South Pars / North Dome Gas-Condensate Field - Reservoir Characteristics

Reservoir Characteristics

This largest non-associated gas reserve of the world is hosted by the Upper Dalan–Kangan (Upper Khuff equivalent) Permo-Triassic carbonate–evaporite successions. Detailed characterization of these strata in the South Pars field has shown that the reservoir properties are a function of both sedimentary and diagenetic processes at the field scale. Facies analysis of the studied units indicates that the sediments were deposited in the inner regions of a homoclinal carbonate ramp and were subsequently subjected to shallow diagenesis and minor burial. The vertical distribution of the facies shows cyclic patterns that impact reservoir quality. The rock type classes have been grouped on the basis of the dominant pore spaces, and have enabled distinct fields to be identified. This approach has demonstrated a relationship between poroperm values and rock type groups. Diagenetic overprinting has significantly affected the reservoir properties.
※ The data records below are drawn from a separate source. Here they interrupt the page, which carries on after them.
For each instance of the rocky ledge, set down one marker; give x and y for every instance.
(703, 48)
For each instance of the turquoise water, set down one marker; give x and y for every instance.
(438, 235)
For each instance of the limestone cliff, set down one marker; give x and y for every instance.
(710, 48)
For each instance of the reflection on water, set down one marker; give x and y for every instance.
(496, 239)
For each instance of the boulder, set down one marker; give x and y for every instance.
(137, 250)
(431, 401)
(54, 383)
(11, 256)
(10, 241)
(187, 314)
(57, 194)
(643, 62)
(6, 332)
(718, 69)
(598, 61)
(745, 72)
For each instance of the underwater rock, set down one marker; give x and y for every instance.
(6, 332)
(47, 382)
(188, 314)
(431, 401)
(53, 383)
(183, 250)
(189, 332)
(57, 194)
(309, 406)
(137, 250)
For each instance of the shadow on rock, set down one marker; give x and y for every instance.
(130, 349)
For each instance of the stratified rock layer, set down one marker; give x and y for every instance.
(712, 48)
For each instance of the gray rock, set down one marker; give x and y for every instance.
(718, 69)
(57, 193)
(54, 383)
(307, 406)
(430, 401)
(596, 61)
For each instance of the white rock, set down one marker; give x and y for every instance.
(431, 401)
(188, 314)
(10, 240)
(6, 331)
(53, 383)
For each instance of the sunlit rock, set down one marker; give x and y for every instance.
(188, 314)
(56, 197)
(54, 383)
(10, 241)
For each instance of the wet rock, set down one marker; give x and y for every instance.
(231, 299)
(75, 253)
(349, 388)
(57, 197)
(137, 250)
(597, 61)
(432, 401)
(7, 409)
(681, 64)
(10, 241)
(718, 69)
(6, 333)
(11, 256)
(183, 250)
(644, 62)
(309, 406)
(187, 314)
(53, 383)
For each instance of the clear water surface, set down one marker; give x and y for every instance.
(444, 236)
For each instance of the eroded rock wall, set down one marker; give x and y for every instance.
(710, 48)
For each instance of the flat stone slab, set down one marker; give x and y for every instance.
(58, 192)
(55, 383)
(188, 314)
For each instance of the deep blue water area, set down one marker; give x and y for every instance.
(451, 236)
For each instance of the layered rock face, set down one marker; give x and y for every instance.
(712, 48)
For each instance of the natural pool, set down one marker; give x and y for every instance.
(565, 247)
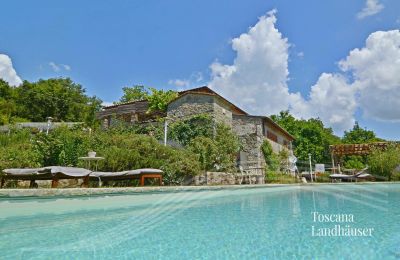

Although the original poroperm heterogeneities in the studied reservoir are inherited from the Upper Dalan–Kangan palaeoplatform, they have been modified strongly by diagenetic overprinting. Consequently, tentative correlation may be possible between facies types and reservoir properties based on diagenetic effects. Therefore, for precise characterization of the Upper Dalan–Kangan reservoir properties it has been necessary to integrate both the depositional history and diagenetic features. Based on the thin section studies from this field, pore spaces are classified into three groups including depositional, fabric-selective and non-fabric selective. Stable isotope studies confirm the role of diagenesis in reservoir quality development. Integration of various data show that different diagenetic processes developed in two reservoir zones in the Kangan and Dalan formations.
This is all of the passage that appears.